Deux d’entre eux ont été découpés crus, en utilisant un éclat de silex répliqué (fabriqué par des étudiants) lorsque cela était nécessaire ; les techniques utilisées étaient basées sur des preuves archéologiques et des données ethnographiques. Les scientifiques ont ensuite nettoyé et séché les os, les examinant au microscope pour rechercher des marques de coupe, des fractures et des brûlures caractéristiques. Ils ont également analysé l’éclat de silex pour détecter l’usure et ont trouvé de petites cicatrices en forme de demi-lune sur le bord.
« Utiliser un éclat de silex pour la boucherie nécessitait une précision et un effort considérables, ce que nous n’avions pas pleinement apprécié avant cette expérience », a déclaré Nabais. « Les éclats étaient plus tranchants que nous ne le pensions, nécessitant une manipulation soigneuse pour effectuer des coupes précises sans blesser nos propres doigts. Ces expériences pratiques ont mis en lumière les défis concrets liés à la transformation et à la cuisson des aliments chez les Néandertaliens, établissant un lien tangible avec leur vie quotidienne et leurs stratégies de survie. »
Les trois autres oiseaux ont été rôtis entiers (non découpés) sur des braises à 500 °C : d’abord sur le ventre pendant quatre minutes, puis retournés et rôtis pendant trois minutes supplémentaires. L’équipe a veillé à maintenir une température constante et à surveiller la durée de cuisson afin de ne pas trop cuire la viande. « Peut-être parce que nous avons plumés les oiseaux avant la cuisson, le processus de rôtissage a été beaucoup plus rapide que prévu », a déclaré Nabais. « En fait, nous avons passé plus de temps à préparer les braises qu’à cuire, ce qui a pris moins de dix minutes. »
L’équipe a également analysé les os des oiseaux cuits.
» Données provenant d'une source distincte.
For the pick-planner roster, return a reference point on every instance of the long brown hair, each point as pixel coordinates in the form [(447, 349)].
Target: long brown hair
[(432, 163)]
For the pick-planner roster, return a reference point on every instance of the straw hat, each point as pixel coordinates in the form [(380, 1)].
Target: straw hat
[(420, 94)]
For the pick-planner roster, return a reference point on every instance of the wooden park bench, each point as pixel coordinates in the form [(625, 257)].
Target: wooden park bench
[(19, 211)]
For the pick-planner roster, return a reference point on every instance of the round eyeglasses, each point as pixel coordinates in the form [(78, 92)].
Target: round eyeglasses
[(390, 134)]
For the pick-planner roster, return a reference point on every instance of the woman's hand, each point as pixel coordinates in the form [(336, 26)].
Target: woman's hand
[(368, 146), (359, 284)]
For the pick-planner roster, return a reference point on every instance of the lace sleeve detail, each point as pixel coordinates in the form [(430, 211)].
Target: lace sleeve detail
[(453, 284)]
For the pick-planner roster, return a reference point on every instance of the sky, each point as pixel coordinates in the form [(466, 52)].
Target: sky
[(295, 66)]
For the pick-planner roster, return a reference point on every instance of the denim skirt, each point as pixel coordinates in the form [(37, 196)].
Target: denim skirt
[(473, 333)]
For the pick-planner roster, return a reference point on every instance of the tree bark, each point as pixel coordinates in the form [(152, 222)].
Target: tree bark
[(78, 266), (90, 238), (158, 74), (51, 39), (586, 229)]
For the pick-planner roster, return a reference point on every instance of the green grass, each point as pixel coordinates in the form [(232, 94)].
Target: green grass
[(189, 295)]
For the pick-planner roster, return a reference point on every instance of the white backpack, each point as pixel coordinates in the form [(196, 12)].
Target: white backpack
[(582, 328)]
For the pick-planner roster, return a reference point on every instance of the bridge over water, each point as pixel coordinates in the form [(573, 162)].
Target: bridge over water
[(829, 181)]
Dans ce cas, ces os étaient beaucoup plus fragiles — certains se sont brisés — et presque tous présentaient des brûlures noires ou brunes, ainsi que des taches noires à l’intérieur des cavités de certains os. « Comme les os d’oiseaux brûlés sont sujets à la rupture et à la perte, les activités de rôtissage peuvent donc passer inaperçues sur les sites archéologiques », ont écrit les auteurs. « De telles observations suggèrent que les méthodes de cuisson affectent de manière significative la préservation des restes squelettiques dans des contextes archéologiques, influençant potentiellement la visibilité archéologique de certaines pratiques culinaires. »
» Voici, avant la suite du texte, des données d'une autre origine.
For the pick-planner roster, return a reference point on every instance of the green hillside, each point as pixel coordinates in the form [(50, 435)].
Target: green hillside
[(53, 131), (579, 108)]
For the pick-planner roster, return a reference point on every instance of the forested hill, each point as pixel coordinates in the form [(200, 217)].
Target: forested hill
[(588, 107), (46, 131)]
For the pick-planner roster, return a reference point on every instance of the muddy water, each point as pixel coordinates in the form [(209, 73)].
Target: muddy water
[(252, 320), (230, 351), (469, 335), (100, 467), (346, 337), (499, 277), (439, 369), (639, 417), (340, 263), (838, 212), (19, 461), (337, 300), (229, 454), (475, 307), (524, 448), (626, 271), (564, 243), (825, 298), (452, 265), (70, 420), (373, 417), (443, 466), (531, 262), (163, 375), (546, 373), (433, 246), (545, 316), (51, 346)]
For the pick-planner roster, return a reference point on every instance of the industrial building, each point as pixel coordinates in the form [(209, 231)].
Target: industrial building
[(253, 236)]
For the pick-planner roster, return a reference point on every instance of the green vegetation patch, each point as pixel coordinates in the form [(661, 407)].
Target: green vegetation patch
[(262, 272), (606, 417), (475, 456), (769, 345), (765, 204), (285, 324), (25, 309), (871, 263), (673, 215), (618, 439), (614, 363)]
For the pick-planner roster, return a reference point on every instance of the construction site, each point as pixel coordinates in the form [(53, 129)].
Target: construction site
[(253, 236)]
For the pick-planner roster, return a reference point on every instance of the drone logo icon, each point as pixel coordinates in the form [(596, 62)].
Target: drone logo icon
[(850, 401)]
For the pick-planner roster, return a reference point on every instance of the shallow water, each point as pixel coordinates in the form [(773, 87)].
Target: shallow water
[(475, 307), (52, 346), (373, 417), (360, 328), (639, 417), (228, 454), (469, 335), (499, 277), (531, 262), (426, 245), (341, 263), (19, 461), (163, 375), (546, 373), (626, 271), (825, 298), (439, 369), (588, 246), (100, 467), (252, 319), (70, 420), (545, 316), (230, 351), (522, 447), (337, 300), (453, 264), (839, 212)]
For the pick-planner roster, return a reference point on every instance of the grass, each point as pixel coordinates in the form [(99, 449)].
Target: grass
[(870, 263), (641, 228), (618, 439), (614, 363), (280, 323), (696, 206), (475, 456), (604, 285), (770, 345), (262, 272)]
Nabais et ses collègues ont souligné qu’il ne s’agit que d’une étude pilote avec un très petit échantillon et des espèces limitées ; les types d’oiseaux consommés par les Néandertaliens auraient pu être plus diversifiés. Et malgré leur contrôle minutieux des conditions expérimentales, il est simplement impossible de reproduire exactement les méthodes néandertaliennes, les conditions du monde réel et les contextes culturels plus larges. Ils ont appelé à des recherches supplémentaires, élargissant les expériences à d’autres espèces d’oiseaux et à différentes méthodes de cuisson.
Frontiers in Environmental Archaeology, 2024. DOI: 10.3389/fearc.2024.1411853 (À propos des DOI).